Дикие пальмы (Фолкнер) - страница 64

– Можешь положить это в копилку, – сказал он. – У нас есть двадцать пять долларов. И Мак нашел для тебя работу. Он приедет в субботу вечером.

– В субботу вечером?

– Я отправил ему телеграмму. И дождался ответа. Поэтому я так поздно. – Они поели, и на этот раз она тихонько улеглась вместе с ним на узенькой кушетке и даже крепко прижалась к нему, раньше он ни разу не видел ее такой, никогда.

– Мне будет жалко уезжать отсюда.

– Правда? – тихо, покойно сказал он; он лежал на спине, скрестив на груди руки, как каменная статуя с надгробия десятого века. – Но когда ты приедешь в город, ты будешь, наверно, рада, что вернулась. Снова встретишься со всеми, с Маккордом и другими, кто тебе нравился, потом Рождество и все такое. Вымоешь наконец волосы и ногти наманикюришь… – На сей раз она не шелохнулась, она, которая набрасывалась на него с холодным и пренебрежительным бешенством, тряся и колотя его даже не за слова, а всего лишь за эмоции. На сей раз она лежала абсолютно спокойно, он даже не слышал, как она дышит, ее голос был наполнен не дыханием, а только удивлением и недоумением.

– Ты приедешь. Ты будешь. Ты встретишься. Гарри, что ты хочешь этим сказать?

– Что я дал Маку телеграмму с просьбой приехать и забрать тебя. У тебя будет работа, которая прокормит тебя до Рождества.
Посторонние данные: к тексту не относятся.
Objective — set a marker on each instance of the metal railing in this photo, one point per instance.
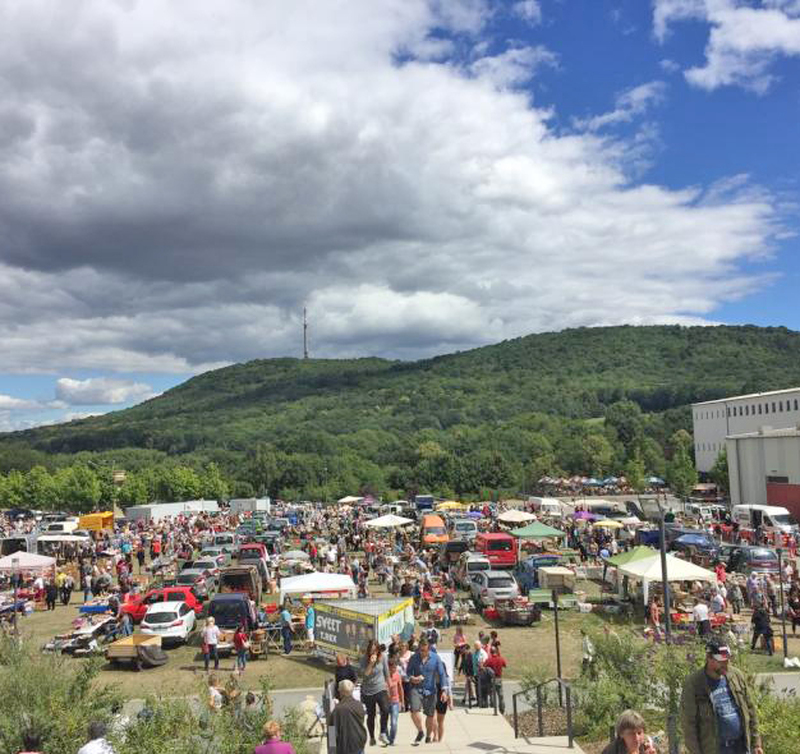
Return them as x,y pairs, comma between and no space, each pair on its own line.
565,700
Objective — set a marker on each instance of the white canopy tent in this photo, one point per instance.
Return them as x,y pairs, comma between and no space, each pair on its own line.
389,521
26,561
515,516
318,585
649,569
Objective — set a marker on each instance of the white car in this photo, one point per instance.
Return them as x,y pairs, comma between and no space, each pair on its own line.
169,620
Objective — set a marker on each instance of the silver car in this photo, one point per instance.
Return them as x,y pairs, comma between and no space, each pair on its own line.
487,586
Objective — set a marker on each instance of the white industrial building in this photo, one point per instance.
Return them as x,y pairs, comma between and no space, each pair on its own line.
764,468
157,511
713,421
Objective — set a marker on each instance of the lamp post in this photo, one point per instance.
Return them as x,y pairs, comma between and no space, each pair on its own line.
15,573
783,609
558,646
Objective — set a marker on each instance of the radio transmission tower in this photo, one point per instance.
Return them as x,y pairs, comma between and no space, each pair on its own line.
305,334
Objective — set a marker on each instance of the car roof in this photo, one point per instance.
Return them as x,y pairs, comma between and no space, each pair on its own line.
229,597
165,607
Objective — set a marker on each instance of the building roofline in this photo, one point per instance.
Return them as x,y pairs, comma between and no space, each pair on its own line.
748,396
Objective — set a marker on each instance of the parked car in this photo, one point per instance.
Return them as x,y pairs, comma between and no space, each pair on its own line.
464,528
470,563
221,557
527,571
487,586
450,552
231,610
137,606
169,620
749,558
200,580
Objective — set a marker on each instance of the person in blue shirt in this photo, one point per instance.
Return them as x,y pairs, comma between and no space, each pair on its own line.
311,620
429,684
286,628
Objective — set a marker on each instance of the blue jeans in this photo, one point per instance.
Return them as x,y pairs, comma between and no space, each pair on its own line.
212,652
394,717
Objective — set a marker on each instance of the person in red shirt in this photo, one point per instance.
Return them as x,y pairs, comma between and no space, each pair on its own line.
497,662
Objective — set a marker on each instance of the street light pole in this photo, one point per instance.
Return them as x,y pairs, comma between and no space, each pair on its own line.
558,646
14,571
783,609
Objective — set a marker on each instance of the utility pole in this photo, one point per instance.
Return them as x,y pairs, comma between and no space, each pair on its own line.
305,334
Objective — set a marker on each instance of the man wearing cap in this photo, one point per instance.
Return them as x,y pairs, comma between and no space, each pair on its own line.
717,711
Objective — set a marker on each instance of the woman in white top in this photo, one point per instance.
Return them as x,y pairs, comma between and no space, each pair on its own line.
210,635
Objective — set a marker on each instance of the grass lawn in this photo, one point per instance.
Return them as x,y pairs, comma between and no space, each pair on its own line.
522,647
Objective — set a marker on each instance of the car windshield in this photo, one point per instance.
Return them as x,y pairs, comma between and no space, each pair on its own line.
161,618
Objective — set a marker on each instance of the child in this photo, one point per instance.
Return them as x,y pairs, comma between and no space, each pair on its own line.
397,700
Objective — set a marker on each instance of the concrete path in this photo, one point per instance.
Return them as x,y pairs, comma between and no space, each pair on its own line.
476,730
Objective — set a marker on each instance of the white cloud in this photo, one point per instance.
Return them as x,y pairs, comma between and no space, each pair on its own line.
9,403
515,66
529,10
744,40
628,105
178,182
101,390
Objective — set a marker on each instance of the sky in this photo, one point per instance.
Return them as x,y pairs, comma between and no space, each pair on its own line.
178,180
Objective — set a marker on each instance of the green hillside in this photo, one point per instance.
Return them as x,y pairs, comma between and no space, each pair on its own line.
516,408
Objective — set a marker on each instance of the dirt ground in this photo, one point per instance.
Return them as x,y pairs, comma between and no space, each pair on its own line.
184,670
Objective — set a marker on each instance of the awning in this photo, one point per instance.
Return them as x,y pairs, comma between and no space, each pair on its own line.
25,561
537,530
389,521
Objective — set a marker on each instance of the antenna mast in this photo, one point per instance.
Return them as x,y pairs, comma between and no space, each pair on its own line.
305,334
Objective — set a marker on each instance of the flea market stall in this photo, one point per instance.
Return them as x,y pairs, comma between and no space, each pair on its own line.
346,626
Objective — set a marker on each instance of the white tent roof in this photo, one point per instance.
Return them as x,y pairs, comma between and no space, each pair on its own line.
316,582
26,561
649,569
515,516
389,521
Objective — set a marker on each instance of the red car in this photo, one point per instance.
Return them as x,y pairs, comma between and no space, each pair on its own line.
137,605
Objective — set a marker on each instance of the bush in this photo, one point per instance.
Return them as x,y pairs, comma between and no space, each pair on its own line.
56,697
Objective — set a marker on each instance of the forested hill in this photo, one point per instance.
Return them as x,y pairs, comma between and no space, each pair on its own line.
380,411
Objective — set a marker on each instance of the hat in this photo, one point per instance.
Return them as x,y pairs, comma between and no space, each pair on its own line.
719,650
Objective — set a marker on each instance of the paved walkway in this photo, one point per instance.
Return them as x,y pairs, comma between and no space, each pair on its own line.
475,730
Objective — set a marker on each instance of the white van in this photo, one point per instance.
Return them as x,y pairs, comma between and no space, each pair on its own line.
547,506
771,518
604,508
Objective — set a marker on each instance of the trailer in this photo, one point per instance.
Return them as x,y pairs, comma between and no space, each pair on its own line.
138,649
250,504
345,626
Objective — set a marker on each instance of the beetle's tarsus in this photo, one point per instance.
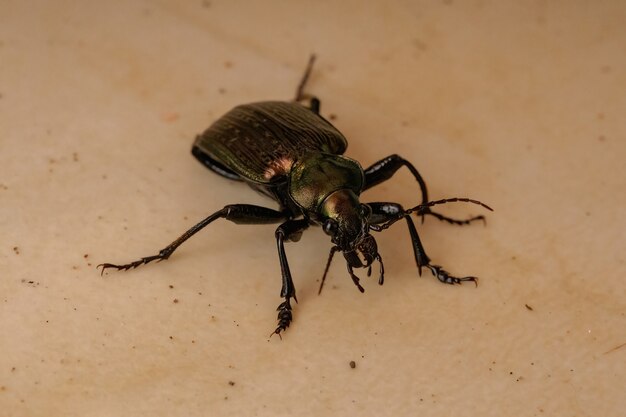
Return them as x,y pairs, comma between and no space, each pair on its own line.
284,318
133,265
355,279
445,277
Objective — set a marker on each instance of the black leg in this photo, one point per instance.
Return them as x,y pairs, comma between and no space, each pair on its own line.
291,230
237,213
382,212
385,168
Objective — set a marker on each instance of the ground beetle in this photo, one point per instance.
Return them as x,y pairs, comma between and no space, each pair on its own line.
290,153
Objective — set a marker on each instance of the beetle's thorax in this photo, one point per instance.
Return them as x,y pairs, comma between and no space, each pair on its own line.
316,175
343,206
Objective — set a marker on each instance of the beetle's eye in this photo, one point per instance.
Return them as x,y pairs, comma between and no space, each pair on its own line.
366,210
330,227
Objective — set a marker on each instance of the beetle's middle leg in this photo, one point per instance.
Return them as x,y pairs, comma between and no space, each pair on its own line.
382,212
385,168
237,213
291,230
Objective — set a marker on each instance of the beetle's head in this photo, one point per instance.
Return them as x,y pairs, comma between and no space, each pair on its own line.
346,222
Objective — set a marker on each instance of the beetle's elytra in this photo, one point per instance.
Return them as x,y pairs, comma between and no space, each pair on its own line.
290,153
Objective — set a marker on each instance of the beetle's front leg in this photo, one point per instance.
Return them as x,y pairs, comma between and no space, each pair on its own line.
385,168
291,230
382,212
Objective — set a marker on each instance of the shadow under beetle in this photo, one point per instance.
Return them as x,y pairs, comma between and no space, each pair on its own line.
290,153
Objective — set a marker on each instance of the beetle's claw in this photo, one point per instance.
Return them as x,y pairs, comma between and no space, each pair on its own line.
445,277
163,255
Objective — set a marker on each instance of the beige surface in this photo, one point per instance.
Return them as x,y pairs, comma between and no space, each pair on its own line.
520,105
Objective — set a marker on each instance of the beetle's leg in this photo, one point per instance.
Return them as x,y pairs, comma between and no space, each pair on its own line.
291,230
385,168
237,213
381,212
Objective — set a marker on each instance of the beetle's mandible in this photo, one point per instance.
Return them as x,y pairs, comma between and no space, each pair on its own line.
290,153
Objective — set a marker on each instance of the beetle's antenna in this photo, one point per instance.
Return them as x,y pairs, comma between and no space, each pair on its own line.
330,258
420,210
300,91
421,207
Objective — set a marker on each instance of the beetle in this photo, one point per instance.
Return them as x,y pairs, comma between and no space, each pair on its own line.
289,152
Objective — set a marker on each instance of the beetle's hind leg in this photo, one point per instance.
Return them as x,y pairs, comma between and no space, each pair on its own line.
237,213
385,168
383,212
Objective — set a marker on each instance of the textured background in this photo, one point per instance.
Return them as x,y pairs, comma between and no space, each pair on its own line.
519,104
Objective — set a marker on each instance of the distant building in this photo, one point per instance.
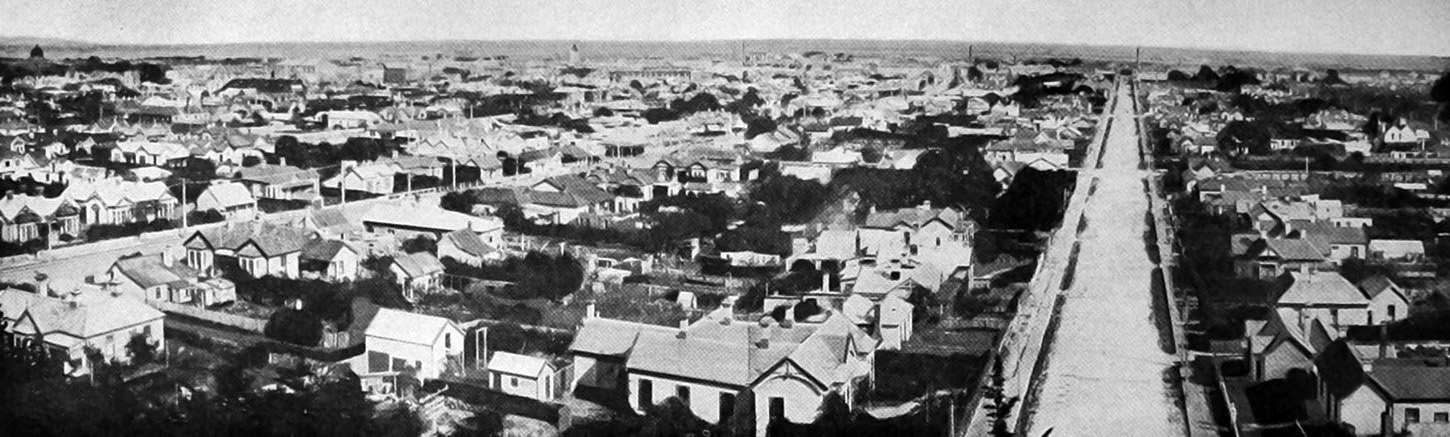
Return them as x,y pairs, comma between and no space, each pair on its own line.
81,321
402,341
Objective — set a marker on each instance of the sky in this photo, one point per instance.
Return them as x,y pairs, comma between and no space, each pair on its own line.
1349,26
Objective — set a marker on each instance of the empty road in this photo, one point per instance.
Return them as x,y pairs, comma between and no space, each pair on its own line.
1104,369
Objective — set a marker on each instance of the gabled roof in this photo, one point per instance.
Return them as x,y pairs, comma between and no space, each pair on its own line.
325,250
912,217
1295,248
150,270
419,264
1378,283
428,217
514,363
1408,384
1320,289
93,314
257,238
408,327
469,243
228,195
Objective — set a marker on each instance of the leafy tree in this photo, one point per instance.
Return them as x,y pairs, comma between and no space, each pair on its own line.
792,199
1207,74
296,327
998,404
141,349
1440,92
458,202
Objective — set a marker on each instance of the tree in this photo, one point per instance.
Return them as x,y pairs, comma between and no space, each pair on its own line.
998,404
789,198
141,349
1207,74
458,202
1440,92
296,327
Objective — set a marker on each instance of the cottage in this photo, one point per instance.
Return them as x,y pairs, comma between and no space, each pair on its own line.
331,259
416,273
525,376
402,343
280,182
413,219
76,323
257,248
1397,250
161,278
36,218
467,247
1326,296
786,368
563,199
231,199
1392,397
1386,301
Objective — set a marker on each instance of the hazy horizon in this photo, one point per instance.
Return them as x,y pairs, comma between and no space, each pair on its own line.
1294,26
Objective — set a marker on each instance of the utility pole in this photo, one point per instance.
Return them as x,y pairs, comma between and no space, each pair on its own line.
183,203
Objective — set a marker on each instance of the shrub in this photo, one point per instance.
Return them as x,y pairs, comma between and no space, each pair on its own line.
296,327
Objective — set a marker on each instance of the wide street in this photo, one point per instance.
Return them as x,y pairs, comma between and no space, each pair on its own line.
1105,368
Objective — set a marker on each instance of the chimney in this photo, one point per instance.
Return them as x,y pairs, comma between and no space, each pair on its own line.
1384,341
42,283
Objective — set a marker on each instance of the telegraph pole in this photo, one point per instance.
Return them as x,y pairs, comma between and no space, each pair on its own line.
183,203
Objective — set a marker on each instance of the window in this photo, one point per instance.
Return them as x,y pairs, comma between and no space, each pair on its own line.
777,407
645,394
727,405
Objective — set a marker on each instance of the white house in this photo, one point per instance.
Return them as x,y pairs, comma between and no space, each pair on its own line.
1397,397
786,368
409,341
331,259
467,247
81,320
416,273
525,376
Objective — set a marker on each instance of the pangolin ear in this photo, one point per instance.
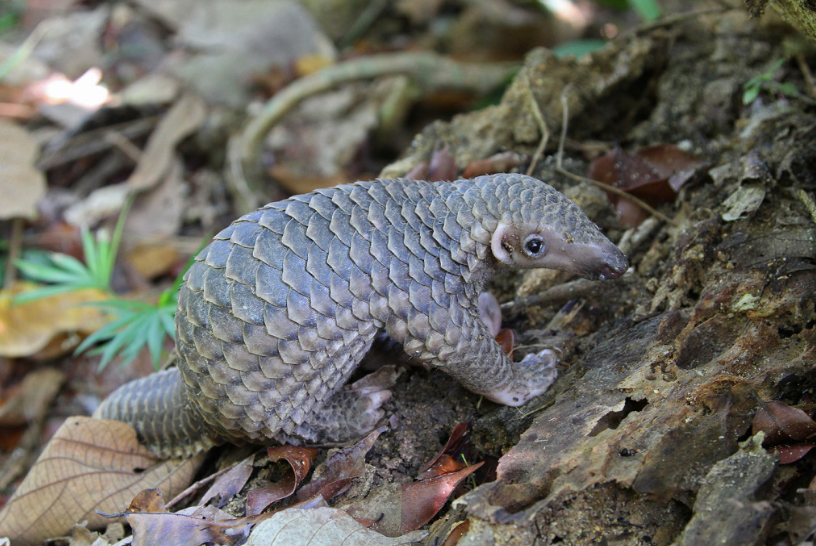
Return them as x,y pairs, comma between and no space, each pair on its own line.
501,244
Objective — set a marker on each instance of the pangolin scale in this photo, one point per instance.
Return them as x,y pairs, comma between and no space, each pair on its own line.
275,314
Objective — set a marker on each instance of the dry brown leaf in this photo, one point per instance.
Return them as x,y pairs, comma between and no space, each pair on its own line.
152,524
23,332
22,185
321,527
153,259
300,460
782,424
422,500
182,119
458,444
230,483
342,464
89,465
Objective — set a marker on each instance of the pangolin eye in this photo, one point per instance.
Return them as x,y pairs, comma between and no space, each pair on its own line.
534,245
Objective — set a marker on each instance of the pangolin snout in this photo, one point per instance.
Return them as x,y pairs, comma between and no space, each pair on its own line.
613,265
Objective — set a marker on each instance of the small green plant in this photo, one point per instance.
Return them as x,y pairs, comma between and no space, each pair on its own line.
753,87
65,273
136,324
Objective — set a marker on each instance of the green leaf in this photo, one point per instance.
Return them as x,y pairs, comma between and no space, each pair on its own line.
578,48
649,10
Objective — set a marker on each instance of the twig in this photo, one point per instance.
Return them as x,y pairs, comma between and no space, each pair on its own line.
427,70
564,124
606,187
542,125
674,19
15,242
620,192
202,482
580,288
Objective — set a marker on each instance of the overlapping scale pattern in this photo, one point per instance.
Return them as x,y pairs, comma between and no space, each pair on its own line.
278,310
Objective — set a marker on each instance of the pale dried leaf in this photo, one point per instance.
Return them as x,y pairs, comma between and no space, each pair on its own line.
321,527
341,464
23,332
230,483
89,465
183,118
22,185
300,460
160,211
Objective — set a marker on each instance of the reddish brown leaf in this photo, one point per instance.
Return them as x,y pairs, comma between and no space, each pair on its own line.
457,533
342,464
791,454
782,423
422,500
300,460
175,530
646,174
149,500
89,465
457,444
230,483
445,464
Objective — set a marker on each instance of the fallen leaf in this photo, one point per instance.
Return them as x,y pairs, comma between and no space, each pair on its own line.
342,464
322,527
23,332
22,184
300,460
422,500
180,121
457,444
152,524
89,465
457,533
791,454
178,530
647,173
782,424
230,483
153,259
160,211
30,402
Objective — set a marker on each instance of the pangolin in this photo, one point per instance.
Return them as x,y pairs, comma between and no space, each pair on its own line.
275,314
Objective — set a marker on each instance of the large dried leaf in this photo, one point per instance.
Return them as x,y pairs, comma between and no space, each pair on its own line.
89,465
340,466
230,483
300,460
22,185
782,423
23,332
182,119
30,401
395,510
321,527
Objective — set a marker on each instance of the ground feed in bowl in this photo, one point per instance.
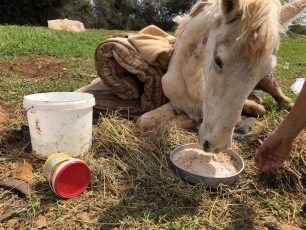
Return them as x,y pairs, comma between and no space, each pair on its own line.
205,164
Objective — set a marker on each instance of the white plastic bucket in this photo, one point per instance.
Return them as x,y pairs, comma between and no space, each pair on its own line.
60,122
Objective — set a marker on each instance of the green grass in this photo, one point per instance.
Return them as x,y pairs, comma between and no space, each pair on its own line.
17,41
255,204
А я подумал, что могу взять половину из этих двадцати пяти долларов и остаться здесь. Может быть, Маку удастся найти что-нибудь и для меня, на самый крайний случай, может, хоть что-нибудь в Управлении общественных работ. Тогда я тоже вернусь в город, и мы, может быть…

– Нет! – воскликнула она. – Нет! Нет! Господи боже мой, нет! Держи меня. Держи меня крепче, Гарри. Ведь все ради этого, все, что было сделано, – все ради этого, ради этого мы и платим такую дорогую цену: чтобы быть вместе, спать вместе каждую ночь; не просто есть и опорожняться и спать в тепле, чтобы утром встать и поесть и опорожниться, чтобы опять поспать в тепле! Держи меня! Держи меня крепче! Крепче! – И он держал ее, держал, сжав руки, лежа лицом по-прежнему вверх, губы приоткрыты над сжатыми зубами.

Господи, думал он. Господи, помоги ей. Господи, помоги ей.

Когда они уезжали, озеро было засыпано снегом, хотя прежде, чем они добрались до Чикаго, они еще раз ненадолго обогнали окончание уходящего на юг бабьего лета. Но оно не затянулось, и теперь в Чикаго тоже была зима; канадский ветер заморозил воду в озере Мичиган и украсил каньоны белоснежными бутонами, предвестниками надвигающегося Рождества, выдубил и проморозил лица полицейских, и клерков, и нищих, и людей из Красного Креста и Армии Спасения, выряженных Сайта Клаусами, сходящие на нет дни умирали в неоновых отблесках на обрамленных мехами нежных личиках жен и дочерей миллионеров, сколотивших состояния на скоте и лесе, и любовниц политиканов, вернувшихся из Европы и с фешенебельных ранчо, чтобы провести праздники в вознесшихся к небесам, роскошных апартаментах над застывшим озером и богатым, широко раскинувшимся городом, прежде чем отправиться во Флориду, и сыновей лондонских брокеров и мидлендских рыцарей сапожных гвоздей и южно-африканских сенаторов, которые читали Уитмена и Мастерса и Сэндберга в Оксфорде или Кембридже, людей, принадлежащих к той расе, которая, даже не удосужившись сначала провести разведку, вооруженная записными книжками и фотоаппаратами и необъятными сумками, предпочитает проводить время рождественских праздников в темных и ущербных джунглях дикарей.